A senior Fatah official told me earlier this week in Ramallah that Fatah has felt obliged to fire some rockets against Israel, lest it be seen as collaborating with the Jewish state.
Most of the victims lived on the same street in the Khan Younis refugee camp. It's a secular neighbourhood of three and four-story cinder-block buildings that lacks any of the trappings of a religious, pro-Hamas area.
The seven Fatah and two Hamas supporters were felled in that street as they sat and talked Friday night and into Saturday morning. It was hot that night and there was no electricity to run fans or air conditioners, so they, among others, stayed outside where it was cool.
Without warning, the missile hit, said Mustafa Ridda, father of one of the victims, and grandfather of three others.
The device left a hole in the road about three centimeters in diameter. As we arrived at the scene, children were clustered around the hole, trying to put their small feet into it.
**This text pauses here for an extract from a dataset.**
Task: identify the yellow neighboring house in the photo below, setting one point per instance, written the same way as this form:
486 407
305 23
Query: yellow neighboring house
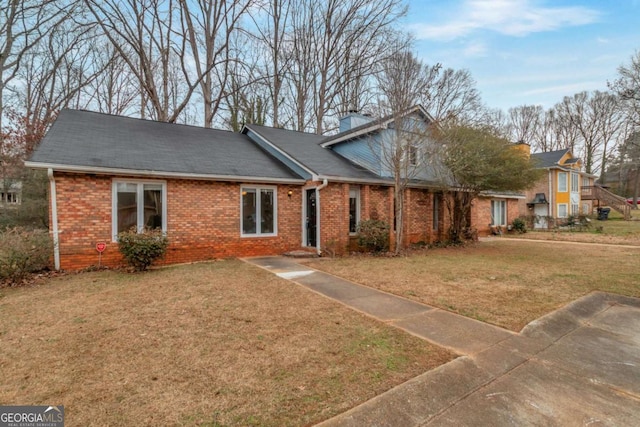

The significance of the moment was lost on most of them but they ran around giddy with excitement – something had happened to give meaning to their sleepy street.
Judging by the pattern of wounds that cut the men down and by the holes left in the steel shutters behind them, the device was likely using a kind of weapon, the casing of which breaks into tiny metallic shrapnel that is sprayed upon explosive impact.
Such weapons are very lethal at close range only and are used in warfare when you want to avoid collateral damage to innocent bystanders – a noble sentiment.
Beyond physical collateral damage, however, there also is political collateral damage. And, as this conflict continues, it is likely to drive more and more Fatah supporters into the arms of Hamas.